Необходимо учитывать, что на момент подготовки первого русского собрания сочинений Шолом-Алейхема в России не существовало разработанной теории перевода, переводчик был скорее ремесленником: считалось, что для перевода не нужно специальных знаний и умений, достаточно владения языком. Нужно признать, что перед Пинусом стояла крайне сложная задача, выполняя которую он мог опираться только на собственный читательский опыт и интуицию (а также на довольно настойчивые рекомендации автора).

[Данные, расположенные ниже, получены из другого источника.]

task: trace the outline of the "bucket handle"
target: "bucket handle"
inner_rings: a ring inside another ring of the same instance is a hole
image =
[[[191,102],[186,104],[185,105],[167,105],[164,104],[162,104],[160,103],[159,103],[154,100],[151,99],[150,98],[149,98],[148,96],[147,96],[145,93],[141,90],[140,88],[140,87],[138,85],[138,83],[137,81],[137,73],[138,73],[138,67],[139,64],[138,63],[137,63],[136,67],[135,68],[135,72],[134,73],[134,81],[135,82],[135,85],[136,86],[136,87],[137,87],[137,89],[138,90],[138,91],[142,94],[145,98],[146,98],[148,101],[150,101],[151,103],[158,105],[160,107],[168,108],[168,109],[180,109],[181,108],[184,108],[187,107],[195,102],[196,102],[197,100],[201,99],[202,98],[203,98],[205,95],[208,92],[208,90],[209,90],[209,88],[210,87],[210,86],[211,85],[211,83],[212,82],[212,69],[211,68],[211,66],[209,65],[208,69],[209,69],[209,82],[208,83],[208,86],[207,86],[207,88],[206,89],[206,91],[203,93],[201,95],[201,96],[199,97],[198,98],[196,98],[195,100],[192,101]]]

К тому моменту, когда появляются новые переводы Шолом-Алейхема, то есть уже в 1920-е годы, отношение к переводу вообще кардинально изменилось. Благодаря появлению таких масштабных переводческих проек-

тов, как «Библиотека всемирной литературы», возникла потребность сначала в практическом руководстве для переводчиков, а затем и в разработанной теории перевода. Начиная с середины 1930-х формировалась школа советского перевода, расцвет которой пришелся на 1950-е, произошел существенный сдвиг. Пользуясь терминологией Михаила Гаспарова, это был переход от так называемого перевода для писателей с ориентацией на язык и поэтику оригинала к переводу для читателей, цель которого - прежде всего пересказать содержание произведения понятным и удобным для аудитории языком с помощью средств и поэтики языка перевода, а не оригинала [Азов 2013б, 15-17].

Рассуждая в этих категориях, можно сказать, что перевод Пинуса представлял собой попытку создать что-то среднее между этими двумя вариантами. С одной стороны, переводчик, по требованию автора, старался русифицировать текст, убирая обозначения специфических еврейских реалий и слова, которые могли быть непонятны русскому читателю. С другой стороны, сам язык не был на сто процентов литературным русским языком, это был скорее язык русско-еврейской литературы с ее особыми конструкциями, синтаксисом, калькированием идишских фразеологизмов.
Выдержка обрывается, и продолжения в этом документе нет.